De lo contrario, no habrían sido dejados atrás.

Aunque la Pequeña Tortuga Giratoria conocía este lugar, sin el hechizo, no podía entrar, aunque había seguido a He Tiantian aquí hace mucho tiempo.

—Maestro, ¿has venido aquí para cultivarte?

—preguntó la Pequeña Tortuga Giratoria, sin entender por qué su maestro había abierto esta morada en la cueva.

—¡No!

—respondió Huo Yingjie brevemente, y luego comenzó a buscar meticulosamente entre los muebles.

Ya había cultivado durante demasiado tiempo.

Ahora quería ser una persona ordinaria, viviendo cómodamente en medio del polvo mundano, dejándose llevar por la corriente.

La Pequeña Tortuga Giratoria seguía a su maestro desde atrás, observándolo buscar.

Pero cuando los ojos de Huo Yingjie se iluminaron al ver un pequeño caldero del tamaño de dos palmas, asintió y dijo:
—¡Exacto, esto es!

En el vacío, con la mano extendida, el pequeño caldero púrpura-dorado aterrizó en la palma de Huo Yingjie.
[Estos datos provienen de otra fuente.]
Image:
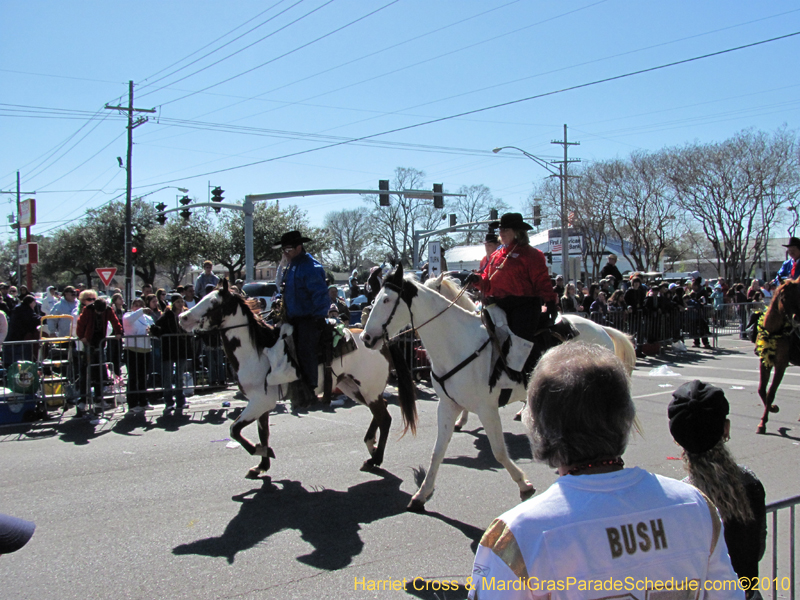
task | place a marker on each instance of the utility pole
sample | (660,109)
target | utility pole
(132,124)
(564,216)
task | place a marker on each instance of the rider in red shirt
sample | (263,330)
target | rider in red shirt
(516,278)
—Maestro, ¿vas a refinar pastillas?

—preguntó la Pequeña Tortuga Giratoria—.

¡Pero aquí no hay materiales celestiales ni tesoros terrenales!

—No voy a refinar pastillas, voy a preparar medicina —dijo Huo Yingjie—.

Estos ya no nos sirven, pero son útiles para las personas ordinarias.

Al escuchar esto, la Pequeña Tortuga Giratoria se sintió un poco decepcionada.

Si estuvieran refinando pastillas, podría haberse beneficiado de alguna manera, ganando algún progreso en su cultivo.

Preparar medicina no ofrecía la misma ventaja.

—Hehe, no te preocupes, espera hasta el segundo día del segundo mes del próximo año, te ayudaré con el cultivo —Huo Yingjie, de raro buen humor, consoló a su pequeña mascota.